Nondestructive monitoring of hybrid cast component quality

Lightweight construction is increasingly using cutting-edge hybrid designs made of fiber-reinforced composites and lightweight metals, which combine the advantages of both material groups in the hybrid material. The joints are realized using state-of-the-art gluing or riveting techniques. Over the past few years, Fraunhofer IFAM has developed a new kind of joining technology for various diecast hybrid joint types. For the safe use of the hybrid cast components, three Fraunhofer Institutes are now collaborating to research testing concepts. In this way, they want to pave the way for industrial-scale production.

The combination of diecast alloys and fiber materials or wires opens up new possibilities for components with lightweight designs, demand for which is increasing in a wide variety of sectors – the automotive and aerospace industries in particular. Before now, however, a technique has been lacking that would permit the nondestructive monitoring of such hybrid components, which is a precondition for industrial implementation. And so in the HyQuality – Hybrid Cast Manufacturing With Standardized Quality Assurance project, the Fraunhofer Institutes IIS/EZRT, IZFP and IFAM are contributing their respective expertise to jointly develop suitable methods for this purpose. The goal is to devise a nondestructive inline testing system that renders all fault types in hybrid components visible and thus testable.

Nondestructive monitoring – Peering inside the component

To be able to pinpoint the contact surface between the fiber, wire or sheet metal reinforcement and the cast matrix and evaluate its quality, an imaging technology is needed that represents the material in as high a resolution as possible. X-ray technology, computed tomography and thermography are three of the technologies that come to mind as possible candidates.

Industrial X-ray technology and especially computed tomography offer effective monitoring for the three-dimensional inspection of components. Because they are able to look inside components, they are highly adept at rendering visible even tiny defects inside the material. The Fraunhofer Development Center for X-ray Technology is a leading international research and development center in this technological field and possesses core competencies in nondestructive monitoring at all stages of the product life cycle. A major focus of development work is on production monitoring in foundries with inline CT systems that recognize deviations from the optimal production process at an early stage.

In addition to X-ray techniques, the project also uses thermographic, acoustic and magnetic testing methods, which are employed by the Fraunhofer Institute for Nondestructive Testing IZFP in Saarbrücken. Active thermography allows quick and easily automatable fault detection, such as the recognition of broken fibers and delamination in CFRP components or the detection of cracks. Depending on the component, this involves exciting the material using optical pulses, ultrasound or induction, and then with resolutions of approx. 15 millikelvins and an image frequency of 20 kilohertz, the tiniest fluctuations in the heat flow, such as those caused by defects, can be recognized. X-ray inspection is equally varied in its forms. Depending on the requirements, the project team carries out tests with electromagnetic ultrasound (EMUS), air ultrasound or high-frequency ultrasound in a water bath. This selection is supplemented by the use of multi-frequency eddy-current tests. Using exciting frequencies from 100 hertz to 10 megahertz, it is possible to detect structural differences in the metal as well as delamination and cracks.

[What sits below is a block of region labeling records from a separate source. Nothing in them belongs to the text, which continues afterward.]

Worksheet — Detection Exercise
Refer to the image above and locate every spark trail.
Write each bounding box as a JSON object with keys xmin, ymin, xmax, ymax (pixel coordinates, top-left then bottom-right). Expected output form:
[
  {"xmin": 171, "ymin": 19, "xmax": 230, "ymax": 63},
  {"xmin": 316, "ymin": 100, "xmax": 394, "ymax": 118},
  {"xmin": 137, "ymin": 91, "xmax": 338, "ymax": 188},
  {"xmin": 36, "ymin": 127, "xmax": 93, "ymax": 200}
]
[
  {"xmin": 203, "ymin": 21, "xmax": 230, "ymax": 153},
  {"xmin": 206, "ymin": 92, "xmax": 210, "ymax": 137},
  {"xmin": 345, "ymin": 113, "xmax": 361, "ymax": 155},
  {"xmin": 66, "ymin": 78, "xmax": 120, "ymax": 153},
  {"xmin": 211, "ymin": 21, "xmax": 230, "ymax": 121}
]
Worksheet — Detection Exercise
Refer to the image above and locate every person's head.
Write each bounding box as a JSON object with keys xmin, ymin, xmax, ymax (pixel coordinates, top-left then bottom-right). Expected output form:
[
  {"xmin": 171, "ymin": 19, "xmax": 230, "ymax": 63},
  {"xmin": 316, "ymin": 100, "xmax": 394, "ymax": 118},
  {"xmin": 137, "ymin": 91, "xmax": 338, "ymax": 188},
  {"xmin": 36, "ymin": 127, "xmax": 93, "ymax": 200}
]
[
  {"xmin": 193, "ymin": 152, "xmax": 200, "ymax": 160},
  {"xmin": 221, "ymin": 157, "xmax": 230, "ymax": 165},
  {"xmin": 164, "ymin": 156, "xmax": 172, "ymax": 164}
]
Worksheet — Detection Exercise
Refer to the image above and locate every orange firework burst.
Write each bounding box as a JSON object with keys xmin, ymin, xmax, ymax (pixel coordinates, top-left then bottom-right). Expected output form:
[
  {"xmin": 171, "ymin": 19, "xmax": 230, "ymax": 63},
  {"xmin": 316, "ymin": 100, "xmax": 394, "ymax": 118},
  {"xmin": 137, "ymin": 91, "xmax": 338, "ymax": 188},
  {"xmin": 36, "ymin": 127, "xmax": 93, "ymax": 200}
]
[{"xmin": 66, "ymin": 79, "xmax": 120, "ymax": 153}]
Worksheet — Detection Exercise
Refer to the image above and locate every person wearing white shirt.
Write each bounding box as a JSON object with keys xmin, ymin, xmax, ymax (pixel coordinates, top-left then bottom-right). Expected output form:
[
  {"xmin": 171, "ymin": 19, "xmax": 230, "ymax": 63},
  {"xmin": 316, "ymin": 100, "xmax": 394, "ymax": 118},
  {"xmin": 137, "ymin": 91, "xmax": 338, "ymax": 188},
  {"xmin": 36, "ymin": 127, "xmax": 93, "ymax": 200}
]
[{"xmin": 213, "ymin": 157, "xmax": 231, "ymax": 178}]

The development team’s aim is to evaluate all techniques with respect to the inline testing of hybrid cast parts. To determine the suitability of each of the nondestructive testing methods and draw a scientific comparison, the specimens and components manufactured in the project are subsequently destroyed. The results of the destructive test are then used as reference values against which the results of the nondestructive tests are compared.